Egypt’s tourism revenues dropped 43 percent in first quarter of 2014 compared to the same period the previous year to register $1.3 billion, reported Reuters Wednesday.
The Ministry of Tourism was not immediately available to confirm the results to Ahram Online.
The decline is seen as a consequence of the Taba attack in February that killed three South Korean tourists, Adella Ragab, economic advisor to the minister of tourism, told Reuters.
The Taba attack, on a bus that was travelling to Israel from St Catherine's Monastery, a popular tourist destination in South Sinai, was the first assault on tourists since former president Mohamed Morsi's ouster in July 2013 spurred an Islamist insurgency.
Egypt received around two million tourists in the first three months of 2014 — a 30 percent drop on the same period the previous year.
Tourism revenues, along with remittances and Suez Canal revenues, represent a main source for foreign currency in Egypt.
The ailing tourism sector, which represents 11 percent of the country’s gross domestic product, has seen several blows since the 2011 January uprising.

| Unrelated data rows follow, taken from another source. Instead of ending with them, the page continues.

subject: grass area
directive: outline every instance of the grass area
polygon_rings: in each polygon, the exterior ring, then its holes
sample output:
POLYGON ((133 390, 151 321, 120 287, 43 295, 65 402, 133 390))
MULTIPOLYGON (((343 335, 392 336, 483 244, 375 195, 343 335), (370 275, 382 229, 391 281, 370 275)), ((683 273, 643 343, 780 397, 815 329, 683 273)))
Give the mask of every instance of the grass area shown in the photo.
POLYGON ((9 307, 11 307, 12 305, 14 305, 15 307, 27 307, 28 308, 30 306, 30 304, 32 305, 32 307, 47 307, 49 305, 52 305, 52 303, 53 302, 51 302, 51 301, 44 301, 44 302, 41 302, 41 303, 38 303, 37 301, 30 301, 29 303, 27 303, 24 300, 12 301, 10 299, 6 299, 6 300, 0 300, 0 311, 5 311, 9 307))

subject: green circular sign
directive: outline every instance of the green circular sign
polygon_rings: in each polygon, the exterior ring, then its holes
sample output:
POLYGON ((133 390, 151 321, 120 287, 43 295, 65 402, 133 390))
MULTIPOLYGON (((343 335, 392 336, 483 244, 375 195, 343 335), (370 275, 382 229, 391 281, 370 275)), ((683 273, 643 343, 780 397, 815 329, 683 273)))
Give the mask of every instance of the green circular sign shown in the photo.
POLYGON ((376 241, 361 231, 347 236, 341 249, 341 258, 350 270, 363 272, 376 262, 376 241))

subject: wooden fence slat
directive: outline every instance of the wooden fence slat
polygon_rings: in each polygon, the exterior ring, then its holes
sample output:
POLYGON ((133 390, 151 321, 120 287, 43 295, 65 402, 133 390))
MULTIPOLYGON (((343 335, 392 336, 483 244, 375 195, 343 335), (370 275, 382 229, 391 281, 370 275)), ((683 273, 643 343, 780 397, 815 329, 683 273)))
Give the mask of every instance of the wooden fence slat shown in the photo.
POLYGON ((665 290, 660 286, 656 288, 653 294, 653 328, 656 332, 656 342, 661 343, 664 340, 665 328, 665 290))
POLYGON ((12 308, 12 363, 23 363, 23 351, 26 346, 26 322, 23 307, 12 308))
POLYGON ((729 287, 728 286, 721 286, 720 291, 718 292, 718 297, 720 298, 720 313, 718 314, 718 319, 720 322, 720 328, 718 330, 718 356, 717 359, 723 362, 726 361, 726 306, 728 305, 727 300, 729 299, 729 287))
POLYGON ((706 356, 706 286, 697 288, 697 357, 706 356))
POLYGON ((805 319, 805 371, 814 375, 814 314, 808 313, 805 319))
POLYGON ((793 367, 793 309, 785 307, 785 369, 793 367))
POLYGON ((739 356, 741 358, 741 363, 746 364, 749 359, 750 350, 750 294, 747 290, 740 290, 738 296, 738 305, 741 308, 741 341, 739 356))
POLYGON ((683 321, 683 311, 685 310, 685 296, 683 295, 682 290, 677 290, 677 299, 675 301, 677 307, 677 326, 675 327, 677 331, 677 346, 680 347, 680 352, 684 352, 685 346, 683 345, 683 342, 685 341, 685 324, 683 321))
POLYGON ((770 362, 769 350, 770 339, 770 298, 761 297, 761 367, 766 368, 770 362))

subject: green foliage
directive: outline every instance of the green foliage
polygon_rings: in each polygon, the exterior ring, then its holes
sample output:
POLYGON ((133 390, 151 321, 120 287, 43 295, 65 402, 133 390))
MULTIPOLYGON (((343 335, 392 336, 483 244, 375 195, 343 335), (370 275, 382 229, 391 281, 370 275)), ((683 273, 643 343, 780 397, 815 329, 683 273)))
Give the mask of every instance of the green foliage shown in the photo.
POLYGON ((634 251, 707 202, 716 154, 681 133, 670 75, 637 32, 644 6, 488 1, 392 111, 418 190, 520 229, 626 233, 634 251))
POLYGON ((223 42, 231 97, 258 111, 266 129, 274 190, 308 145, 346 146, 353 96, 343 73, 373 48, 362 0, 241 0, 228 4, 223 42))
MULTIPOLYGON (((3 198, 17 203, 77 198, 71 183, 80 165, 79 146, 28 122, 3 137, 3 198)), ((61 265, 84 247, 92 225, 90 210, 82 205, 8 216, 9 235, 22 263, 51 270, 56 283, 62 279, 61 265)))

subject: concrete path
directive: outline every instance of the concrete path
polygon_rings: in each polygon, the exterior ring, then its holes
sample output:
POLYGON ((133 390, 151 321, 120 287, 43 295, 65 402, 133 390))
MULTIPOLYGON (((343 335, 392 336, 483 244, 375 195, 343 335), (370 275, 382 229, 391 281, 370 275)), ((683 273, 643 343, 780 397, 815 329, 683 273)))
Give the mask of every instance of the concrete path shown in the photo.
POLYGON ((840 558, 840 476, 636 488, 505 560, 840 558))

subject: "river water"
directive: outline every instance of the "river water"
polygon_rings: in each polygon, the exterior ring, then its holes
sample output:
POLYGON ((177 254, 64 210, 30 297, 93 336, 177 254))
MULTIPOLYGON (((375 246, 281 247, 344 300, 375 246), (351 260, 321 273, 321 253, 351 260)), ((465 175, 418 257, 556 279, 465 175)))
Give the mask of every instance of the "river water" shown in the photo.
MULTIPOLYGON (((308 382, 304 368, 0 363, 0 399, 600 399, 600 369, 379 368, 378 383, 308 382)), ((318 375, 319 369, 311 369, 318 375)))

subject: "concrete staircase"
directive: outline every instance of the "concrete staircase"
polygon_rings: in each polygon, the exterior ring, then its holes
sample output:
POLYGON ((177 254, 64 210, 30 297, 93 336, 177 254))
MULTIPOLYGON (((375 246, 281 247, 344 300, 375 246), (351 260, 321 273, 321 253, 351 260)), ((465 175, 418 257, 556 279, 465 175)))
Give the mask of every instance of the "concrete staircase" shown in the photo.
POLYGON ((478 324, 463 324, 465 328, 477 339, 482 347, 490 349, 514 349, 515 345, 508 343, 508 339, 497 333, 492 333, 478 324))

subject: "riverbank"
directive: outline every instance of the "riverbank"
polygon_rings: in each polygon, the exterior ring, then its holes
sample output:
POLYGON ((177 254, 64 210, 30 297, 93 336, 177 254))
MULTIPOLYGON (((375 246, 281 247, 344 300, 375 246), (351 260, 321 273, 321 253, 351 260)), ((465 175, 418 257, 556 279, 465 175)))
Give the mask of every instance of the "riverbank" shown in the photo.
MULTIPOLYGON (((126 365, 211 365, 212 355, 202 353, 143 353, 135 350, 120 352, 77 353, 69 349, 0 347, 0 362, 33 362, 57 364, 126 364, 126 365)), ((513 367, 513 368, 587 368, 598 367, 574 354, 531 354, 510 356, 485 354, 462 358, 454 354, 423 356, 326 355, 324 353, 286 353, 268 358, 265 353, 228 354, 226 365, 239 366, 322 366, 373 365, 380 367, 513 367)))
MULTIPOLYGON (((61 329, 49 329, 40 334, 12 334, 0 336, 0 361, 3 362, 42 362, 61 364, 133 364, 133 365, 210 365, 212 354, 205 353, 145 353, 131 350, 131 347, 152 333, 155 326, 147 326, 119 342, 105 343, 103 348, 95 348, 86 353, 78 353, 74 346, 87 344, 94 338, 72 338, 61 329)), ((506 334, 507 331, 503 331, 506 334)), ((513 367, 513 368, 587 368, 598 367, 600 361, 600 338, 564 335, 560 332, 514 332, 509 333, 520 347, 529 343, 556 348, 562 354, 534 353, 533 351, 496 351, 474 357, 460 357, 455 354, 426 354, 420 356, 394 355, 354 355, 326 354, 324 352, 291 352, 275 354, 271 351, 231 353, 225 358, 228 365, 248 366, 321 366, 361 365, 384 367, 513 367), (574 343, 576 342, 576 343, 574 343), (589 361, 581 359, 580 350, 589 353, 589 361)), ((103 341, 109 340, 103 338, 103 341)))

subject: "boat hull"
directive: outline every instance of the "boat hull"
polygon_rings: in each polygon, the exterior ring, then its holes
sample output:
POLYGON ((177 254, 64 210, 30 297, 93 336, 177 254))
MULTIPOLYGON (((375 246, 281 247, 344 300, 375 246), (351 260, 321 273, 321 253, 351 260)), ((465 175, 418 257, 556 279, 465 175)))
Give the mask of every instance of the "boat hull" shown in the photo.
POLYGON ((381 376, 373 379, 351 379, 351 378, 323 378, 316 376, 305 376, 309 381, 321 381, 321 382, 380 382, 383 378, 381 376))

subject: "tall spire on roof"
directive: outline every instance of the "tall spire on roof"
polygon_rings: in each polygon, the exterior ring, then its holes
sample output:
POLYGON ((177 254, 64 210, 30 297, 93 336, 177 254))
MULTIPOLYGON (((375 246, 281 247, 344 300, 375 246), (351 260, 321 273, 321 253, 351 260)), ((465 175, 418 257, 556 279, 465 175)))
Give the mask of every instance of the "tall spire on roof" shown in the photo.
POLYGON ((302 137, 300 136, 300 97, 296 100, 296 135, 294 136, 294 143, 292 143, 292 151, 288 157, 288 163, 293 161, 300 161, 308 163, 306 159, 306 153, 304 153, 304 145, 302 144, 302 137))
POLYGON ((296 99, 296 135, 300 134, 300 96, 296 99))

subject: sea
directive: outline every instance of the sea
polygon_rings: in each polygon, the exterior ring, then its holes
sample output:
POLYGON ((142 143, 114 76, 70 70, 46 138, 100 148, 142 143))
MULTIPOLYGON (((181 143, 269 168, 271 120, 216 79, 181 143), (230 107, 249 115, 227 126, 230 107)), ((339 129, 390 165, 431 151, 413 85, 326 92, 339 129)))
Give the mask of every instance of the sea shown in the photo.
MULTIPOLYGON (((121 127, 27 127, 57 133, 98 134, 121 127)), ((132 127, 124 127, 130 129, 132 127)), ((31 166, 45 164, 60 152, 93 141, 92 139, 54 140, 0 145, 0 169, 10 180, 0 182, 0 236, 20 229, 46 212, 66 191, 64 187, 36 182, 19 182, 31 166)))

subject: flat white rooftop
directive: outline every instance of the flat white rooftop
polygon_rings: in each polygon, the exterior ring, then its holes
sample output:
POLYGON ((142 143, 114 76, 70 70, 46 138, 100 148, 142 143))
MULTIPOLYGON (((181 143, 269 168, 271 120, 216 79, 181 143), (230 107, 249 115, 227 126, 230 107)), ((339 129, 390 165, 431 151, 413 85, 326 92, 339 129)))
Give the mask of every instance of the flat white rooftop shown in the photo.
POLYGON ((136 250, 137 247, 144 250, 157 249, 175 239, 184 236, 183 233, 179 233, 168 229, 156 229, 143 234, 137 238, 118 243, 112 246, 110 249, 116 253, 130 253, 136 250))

Most recently, Germany’s second-biggest airline, Air Berlin, suspended all flights to Sharm El-Sheikh until 30 April, citing deteriorating security conditions for foreign tourists.
The Ministry of Tourism then launched a series of precautionary measures to bolster security in Red Sea touristic cities.
Despite the ministry’s efforts to counter challenges facing the sector, revenues declined around 41 percent in 2013 compared to a year earlier, to register $5.9 billion.